İstanbul 9. İcra Ceza Mahkemesi ise 05.11.2013 gün ve 208-459 sayı ile;
"Ceza hukuku açısından fail, eylemi gerçekleştiren kimsedir. Bu kimsenin cezalandırılabilmesi onun eylemi gerçekleştirmesi koşuluna bağlıdır. Konumuz açısından failin kim olduğunun belirlenmesi gerekmektedir. İcra İflas Kanununun 44. maddesi aynı Kanunun 337/a maddesindeki eylemin failinin kim olduğunun belirlenmesinde merkezi bir rol üstlenir. Bu maddeye göre somut olayda mal beyanı ödevinden kaçınan ya da kabaca ticareti terk ettiği iddia edilen kimse tüzel kişidir. Tüzel kişinin, mal beyanında bulunma ödevinden yoksun olması ya da 44. madde çerçevesinde kendisine atfedilecek bir sorumluluktan yoksun olması, onun temsilci, yönetici veya ortaklarının mal bildiriminde bulunmalarını önlemektedir. Dolayısıyla 44. madde kapsamı dışında kalan özü itibarıyla tasfiye ve infisah hükümlerine tâbi bir tüzel kişinin yönetici veya sorumlularının, 44. maddenin buyruklarını yerine getirmediklerinden 337/a maddesinin uygulanmasında fail olarak addedilmelerine imkan bulunmamaktadır. Dolayısıyla burada tüzel kişinin ortağı ve temsilcisi olan sanığın kanunen sorumlu tutularak 337/a maddesine istinaden cezalandırılması olanaksızdır" şeklindeki gerekçeyle direnerek ilk hükümde olduğu gibi sanığın beraatına karar vermiştir.

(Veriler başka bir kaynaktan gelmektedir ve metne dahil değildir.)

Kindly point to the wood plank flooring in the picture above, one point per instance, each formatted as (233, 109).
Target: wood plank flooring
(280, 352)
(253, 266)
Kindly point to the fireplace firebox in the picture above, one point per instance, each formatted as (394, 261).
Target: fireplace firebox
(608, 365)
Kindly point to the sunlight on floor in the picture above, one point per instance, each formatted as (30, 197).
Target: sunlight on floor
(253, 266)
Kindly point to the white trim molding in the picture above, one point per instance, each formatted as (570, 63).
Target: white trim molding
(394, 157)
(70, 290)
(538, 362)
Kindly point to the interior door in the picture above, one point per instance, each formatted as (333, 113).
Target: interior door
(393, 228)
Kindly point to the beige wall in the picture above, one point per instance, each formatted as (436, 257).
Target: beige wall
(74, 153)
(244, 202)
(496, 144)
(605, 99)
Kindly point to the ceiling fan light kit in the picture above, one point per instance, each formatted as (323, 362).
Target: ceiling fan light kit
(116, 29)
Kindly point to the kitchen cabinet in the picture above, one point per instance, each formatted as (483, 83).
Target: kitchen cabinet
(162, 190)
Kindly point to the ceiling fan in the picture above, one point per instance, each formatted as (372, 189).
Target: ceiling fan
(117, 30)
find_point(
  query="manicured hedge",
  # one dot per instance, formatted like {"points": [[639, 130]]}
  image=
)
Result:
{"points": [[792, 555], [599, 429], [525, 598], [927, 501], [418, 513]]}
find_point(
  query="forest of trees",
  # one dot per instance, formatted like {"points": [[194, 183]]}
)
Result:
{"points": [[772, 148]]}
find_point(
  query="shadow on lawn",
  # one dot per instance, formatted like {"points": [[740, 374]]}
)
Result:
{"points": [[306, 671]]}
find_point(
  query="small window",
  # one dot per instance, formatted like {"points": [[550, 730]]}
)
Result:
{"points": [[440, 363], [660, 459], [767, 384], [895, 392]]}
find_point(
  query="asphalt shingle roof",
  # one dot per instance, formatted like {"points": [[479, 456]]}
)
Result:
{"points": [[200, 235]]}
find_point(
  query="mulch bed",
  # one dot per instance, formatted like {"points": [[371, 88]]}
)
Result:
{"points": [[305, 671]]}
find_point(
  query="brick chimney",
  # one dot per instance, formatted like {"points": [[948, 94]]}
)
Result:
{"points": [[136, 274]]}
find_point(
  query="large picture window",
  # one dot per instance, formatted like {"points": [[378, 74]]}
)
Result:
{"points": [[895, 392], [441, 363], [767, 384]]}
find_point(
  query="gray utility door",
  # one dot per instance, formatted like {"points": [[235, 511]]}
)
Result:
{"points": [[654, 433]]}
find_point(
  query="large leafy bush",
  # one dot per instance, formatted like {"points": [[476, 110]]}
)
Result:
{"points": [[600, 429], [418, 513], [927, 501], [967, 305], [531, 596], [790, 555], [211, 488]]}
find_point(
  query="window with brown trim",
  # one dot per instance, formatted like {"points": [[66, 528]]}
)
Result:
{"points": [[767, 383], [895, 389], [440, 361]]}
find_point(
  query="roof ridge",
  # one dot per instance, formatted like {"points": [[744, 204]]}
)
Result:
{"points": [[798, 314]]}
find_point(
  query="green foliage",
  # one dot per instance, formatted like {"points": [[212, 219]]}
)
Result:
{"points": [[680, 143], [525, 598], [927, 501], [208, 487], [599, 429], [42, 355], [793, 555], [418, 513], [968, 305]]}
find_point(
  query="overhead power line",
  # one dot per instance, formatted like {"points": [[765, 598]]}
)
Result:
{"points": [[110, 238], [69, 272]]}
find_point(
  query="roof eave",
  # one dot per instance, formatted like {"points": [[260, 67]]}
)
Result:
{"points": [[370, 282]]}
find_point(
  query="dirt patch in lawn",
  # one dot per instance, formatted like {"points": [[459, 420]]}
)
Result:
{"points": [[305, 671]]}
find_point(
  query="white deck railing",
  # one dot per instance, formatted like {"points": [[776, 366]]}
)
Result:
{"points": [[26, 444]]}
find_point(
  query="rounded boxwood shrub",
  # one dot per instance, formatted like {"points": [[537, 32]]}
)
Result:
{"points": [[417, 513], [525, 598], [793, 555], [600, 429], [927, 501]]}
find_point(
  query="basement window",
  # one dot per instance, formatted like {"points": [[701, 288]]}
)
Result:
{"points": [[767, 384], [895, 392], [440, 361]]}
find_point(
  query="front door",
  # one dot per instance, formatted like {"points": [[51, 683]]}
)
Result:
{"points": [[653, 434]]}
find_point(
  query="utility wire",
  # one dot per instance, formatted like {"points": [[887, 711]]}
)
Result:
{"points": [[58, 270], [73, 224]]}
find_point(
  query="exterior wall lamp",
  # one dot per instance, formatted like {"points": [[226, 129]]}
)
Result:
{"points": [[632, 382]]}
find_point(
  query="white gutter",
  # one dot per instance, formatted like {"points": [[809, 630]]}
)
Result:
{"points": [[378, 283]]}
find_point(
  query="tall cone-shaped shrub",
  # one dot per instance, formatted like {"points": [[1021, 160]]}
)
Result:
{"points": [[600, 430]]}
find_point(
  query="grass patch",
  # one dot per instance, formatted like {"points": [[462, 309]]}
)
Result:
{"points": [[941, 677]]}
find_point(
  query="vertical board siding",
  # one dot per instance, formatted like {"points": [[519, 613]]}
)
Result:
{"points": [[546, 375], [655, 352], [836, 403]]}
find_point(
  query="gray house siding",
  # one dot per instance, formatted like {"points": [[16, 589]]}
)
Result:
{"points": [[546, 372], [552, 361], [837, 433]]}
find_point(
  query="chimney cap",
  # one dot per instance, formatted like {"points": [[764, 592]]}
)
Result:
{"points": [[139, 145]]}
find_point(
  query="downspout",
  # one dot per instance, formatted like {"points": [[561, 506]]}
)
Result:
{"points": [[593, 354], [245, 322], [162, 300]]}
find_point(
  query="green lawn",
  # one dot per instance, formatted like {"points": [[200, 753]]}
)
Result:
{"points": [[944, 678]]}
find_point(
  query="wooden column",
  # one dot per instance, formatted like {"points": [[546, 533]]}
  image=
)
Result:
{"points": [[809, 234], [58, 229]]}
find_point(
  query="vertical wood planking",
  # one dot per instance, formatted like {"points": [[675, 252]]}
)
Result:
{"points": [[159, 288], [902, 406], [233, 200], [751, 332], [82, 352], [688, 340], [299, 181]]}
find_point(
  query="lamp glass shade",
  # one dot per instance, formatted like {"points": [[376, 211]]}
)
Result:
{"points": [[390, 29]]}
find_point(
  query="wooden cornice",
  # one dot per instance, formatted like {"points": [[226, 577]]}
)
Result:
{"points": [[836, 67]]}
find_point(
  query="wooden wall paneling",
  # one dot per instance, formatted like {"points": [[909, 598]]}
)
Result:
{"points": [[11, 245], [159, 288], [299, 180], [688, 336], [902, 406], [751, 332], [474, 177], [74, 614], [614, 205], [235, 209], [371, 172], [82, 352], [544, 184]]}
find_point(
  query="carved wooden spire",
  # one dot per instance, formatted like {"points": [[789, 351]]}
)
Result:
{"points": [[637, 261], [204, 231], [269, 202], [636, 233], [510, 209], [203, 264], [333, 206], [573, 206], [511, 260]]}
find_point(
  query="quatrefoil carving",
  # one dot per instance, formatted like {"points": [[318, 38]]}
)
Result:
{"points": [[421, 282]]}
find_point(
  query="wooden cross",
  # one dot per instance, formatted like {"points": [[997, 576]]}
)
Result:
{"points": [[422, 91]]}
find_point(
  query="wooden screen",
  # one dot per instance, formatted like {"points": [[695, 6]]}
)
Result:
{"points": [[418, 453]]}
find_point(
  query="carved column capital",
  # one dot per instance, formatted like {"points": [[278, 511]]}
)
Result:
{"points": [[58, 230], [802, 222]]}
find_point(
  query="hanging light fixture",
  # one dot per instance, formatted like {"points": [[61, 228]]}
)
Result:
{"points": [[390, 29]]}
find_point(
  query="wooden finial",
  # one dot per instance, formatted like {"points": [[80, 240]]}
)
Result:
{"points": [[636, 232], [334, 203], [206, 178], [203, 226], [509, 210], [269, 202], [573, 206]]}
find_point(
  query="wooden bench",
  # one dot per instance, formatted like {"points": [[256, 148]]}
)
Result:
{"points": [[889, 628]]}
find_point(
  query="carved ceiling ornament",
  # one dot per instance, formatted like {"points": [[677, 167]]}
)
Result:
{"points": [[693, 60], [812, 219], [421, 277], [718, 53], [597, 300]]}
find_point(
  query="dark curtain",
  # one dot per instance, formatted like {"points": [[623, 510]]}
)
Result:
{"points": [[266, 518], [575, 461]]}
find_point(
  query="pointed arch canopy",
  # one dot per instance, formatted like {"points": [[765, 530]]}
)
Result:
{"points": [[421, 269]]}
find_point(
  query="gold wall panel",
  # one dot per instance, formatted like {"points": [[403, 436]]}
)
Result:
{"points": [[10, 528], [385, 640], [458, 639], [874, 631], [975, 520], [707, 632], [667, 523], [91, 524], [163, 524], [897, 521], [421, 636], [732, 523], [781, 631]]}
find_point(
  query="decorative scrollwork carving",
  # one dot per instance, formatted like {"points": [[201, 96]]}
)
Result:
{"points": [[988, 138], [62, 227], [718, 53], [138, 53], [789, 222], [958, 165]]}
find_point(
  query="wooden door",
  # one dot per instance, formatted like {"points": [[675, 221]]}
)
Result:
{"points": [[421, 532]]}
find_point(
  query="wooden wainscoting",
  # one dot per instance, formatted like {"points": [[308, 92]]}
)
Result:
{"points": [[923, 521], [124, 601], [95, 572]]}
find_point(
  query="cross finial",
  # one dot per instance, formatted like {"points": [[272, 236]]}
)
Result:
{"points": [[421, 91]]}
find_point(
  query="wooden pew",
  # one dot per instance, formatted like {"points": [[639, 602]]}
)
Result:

Bu hükmün de şikayetçi vekili tarafından temyiz edilmesi üzerine Yargıtay Cumhuriyet Başsavcılığının 13.02.2014 gün ve 380058 sayılı bozma istekli tebliğnamesiyle Yargıtay Birinci Başkanlığına gönderilen dosya, Ceza Genel Kurulunca değerlendirilmiş ve açıklanan gerekçeyle karara bağlanmıştır.
Özel Daire ile yerel mahkeme arasında oluşan ve Ceza Genel Kurulunca çözümlenmesi gereken uyuşmazlık; ticari şirket ortağı ve temsilcisi olan sanığın ticareti terk suçunun faili olup olmayacağının ve hakkındaki beraat hükmünün eksik araştırmayla kurulup kurulmadığının belirlenmesine ilişkindir.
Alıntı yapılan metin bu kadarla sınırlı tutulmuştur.